Significant progress in visual neuroscience has often followed somewhat serendipitous discoveries of specific stimulus preferences of individual neurons. For instance, the discovery of orientation-selectivity in the cat primary visual cortex, or face-selectivity in the macaque inferior temporal cortex, has shaped the nature of follow-up experiments and the field’s overall enthusiasm. These experiments have helped visual neuroscientists to qualitatively describe the coarse nature of representations in individual brain areas. However, arguably, their inferences often have limited scope with a narrow focus on the stimulus space that drives the activity of neurons within the respective brain areas of interest—causing a distraction from asking what mechanistic models might predict the neural responses in a brain area (or the animals’ behavior) given any possible input stimulus. In this chapter, I argue that despite the many insights gained from such traditional approaches, visual neuroscience is currently undergoing somewhat of a Renaissance. Spearheaded by the latest technological advances in graphics processing and our heightened ability to collect and efficiently store large-scale datasets, computer vision (CV) has produced very high performing image computable artificial neural network models.
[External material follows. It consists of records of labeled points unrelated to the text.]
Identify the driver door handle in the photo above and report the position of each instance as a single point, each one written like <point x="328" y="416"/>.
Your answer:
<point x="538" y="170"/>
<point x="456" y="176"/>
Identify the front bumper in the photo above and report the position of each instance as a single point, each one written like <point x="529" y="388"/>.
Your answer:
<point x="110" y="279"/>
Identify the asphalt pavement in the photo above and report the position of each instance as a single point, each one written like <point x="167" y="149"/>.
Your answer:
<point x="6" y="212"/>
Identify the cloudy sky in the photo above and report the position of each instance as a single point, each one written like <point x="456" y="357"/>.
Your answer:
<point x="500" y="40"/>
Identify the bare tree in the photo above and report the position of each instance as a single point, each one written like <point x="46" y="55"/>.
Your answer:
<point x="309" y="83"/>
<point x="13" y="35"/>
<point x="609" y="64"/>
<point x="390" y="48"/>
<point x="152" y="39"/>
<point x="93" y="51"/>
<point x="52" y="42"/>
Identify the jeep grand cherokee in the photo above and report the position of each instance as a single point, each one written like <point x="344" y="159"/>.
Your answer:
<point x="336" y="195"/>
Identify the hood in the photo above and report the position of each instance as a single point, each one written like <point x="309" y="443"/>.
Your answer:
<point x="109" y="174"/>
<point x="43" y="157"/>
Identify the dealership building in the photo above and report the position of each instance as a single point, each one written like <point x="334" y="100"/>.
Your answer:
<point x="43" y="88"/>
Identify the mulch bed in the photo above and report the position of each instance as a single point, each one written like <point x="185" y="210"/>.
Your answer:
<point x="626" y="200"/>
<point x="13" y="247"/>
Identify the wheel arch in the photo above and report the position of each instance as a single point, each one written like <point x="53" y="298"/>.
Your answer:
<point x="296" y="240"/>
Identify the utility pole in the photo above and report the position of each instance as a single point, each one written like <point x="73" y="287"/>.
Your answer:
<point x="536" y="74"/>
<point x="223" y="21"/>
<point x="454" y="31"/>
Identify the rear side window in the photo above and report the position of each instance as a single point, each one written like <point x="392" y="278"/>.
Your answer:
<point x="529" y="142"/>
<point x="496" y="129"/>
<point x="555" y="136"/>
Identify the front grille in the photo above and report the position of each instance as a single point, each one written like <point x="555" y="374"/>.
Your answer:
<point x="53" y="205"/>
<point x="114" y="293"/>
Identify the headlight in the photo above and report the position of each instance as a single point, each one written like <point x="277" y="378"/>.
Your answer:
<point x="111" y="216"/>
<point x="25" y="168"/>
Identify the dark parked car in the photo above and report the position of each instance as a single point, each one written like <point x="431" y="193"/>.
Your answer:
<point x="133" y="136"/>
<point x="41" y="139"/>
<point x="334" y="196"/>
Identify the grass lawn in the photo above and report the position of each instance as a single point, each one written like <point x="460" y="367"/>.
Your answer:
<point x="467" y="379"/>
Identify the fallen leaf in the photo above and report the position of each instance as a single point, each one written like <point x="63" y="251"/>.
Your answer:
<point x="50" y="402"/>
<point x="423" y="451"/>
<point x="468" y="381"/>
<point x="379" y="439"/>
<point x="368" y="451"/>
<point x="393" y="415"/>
These models not only excel in CV tasks but also surprisingly serve as the current best models of the primate visual system, matching both its behavioral and neural outputs. However, despite mimicking the hierarchical architecture of the visual cortex and demonstrating more predictive power in explaining neural data compared to earlier models, these models are not yet perfect matches of the biological visual system. Future experimental questions in visual neuroscience can be driven and motivated by predictions, failures, and improvements of such models. Furthermore, this can serve as an inspiration and template for probing systems that support other brain functions.